Uitspraak
GERECHTSHOF ’s-HERTOGENBOSCH
1.Het geding in eerste aanleg (zaak-/rolnummer 3360106/CV EXPL 14-9262)
2.Het geding in hoger beroep
- de dagvaarding in hoger beroep;
- de memorie van grieven (met twee producties);
- de memorie van antwoord.
Gerechtshof 's-Hertogenbosch
In deze zaak gaat het om een hoger beroep ingesteld door de Begrafenis- en Crematievereniging tegen een vonnis van de kantonrechter in de rechtbank Limburg, zittingsplaats Maastricht. De Begrafenis- en Crematievereniging was gedaagde in de eerste aanleg, waar de geïntimeerde een vordering had ingesteld tot betaling van € 1.634,50, vermeerderd met wettelijke rente en proceskosten. De kantonrechter had de vorderingen van de geïntimeerde toegewezen, wat leidde tot het hoger beroep door de Begrafenis- en Crematievereniging.
Het Gerechtshof 's-Hertogenbosch heeft in het hoger beroep de vraag beantwoord of de Begrafenis- en Crematievereniging ontvankelijk kan worden verklaard in haar hoger beroep, gelet op de appelgrens van € 1.750, zoals vastgelegd in artikel 332 lid 1 van het Wetboek van Burgerlijke Rechtsvordering. Het hof oordeelt dat de hoogte van de vordering in eerste aanleg, die € 1.634,50 bedroeg, niet meer dan de appelgrens is, waardoor het hoger beroep niet ontvankelijk kan worden verklaard.

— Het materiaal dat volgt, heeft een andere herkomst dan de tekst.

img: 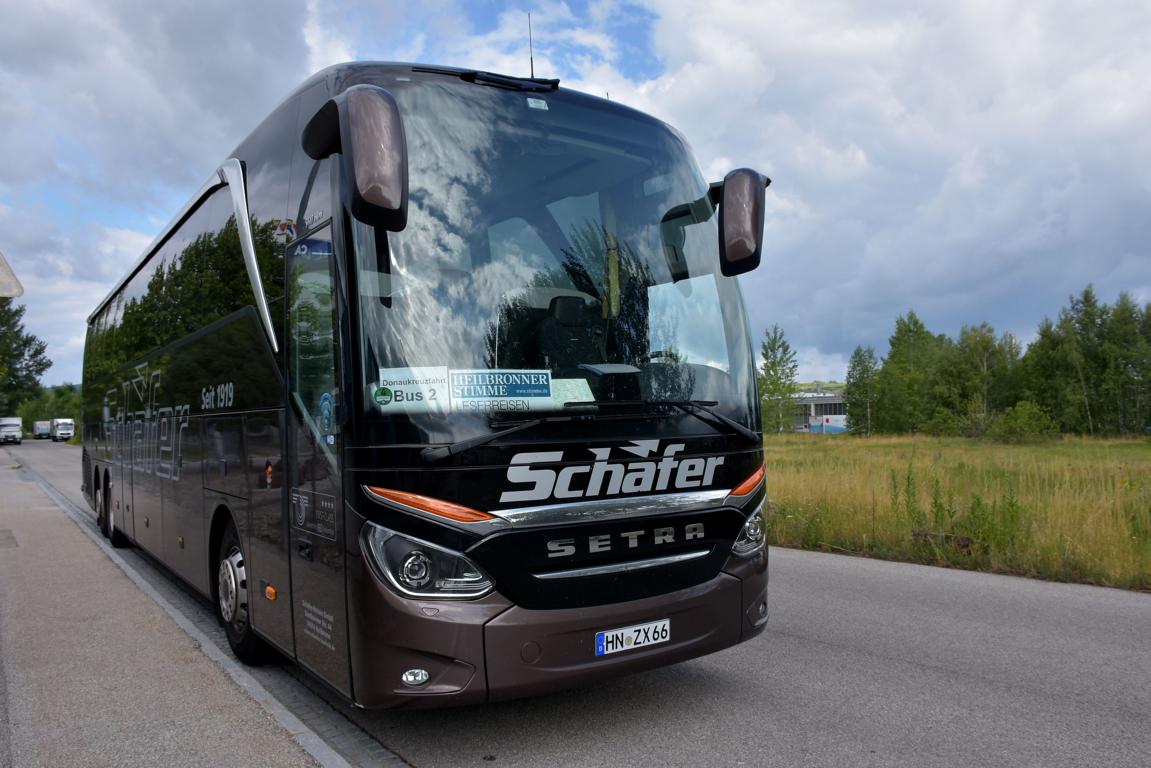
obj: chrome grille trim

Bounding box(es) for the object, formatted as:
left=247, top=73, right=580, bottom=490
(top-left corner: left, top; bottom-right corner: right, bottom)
left=532, top=549, right=711, bottom=580
left=487, top=489, right=731, bottom=527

Het hof heeft de Begrafenis- en Crematievereniging als de in het ongelijk gestelde partij in de proceskosten van het hoger beroep verwezen. De uitspraak is gedaan op 11 oktober 2016 en is openbaar uitgesproken door de rolraadsheer. De kosten aan de zijde van de geïntimeerde worden begroot op € 311,= aan verschotten en € 632,= aan salaris advocaat.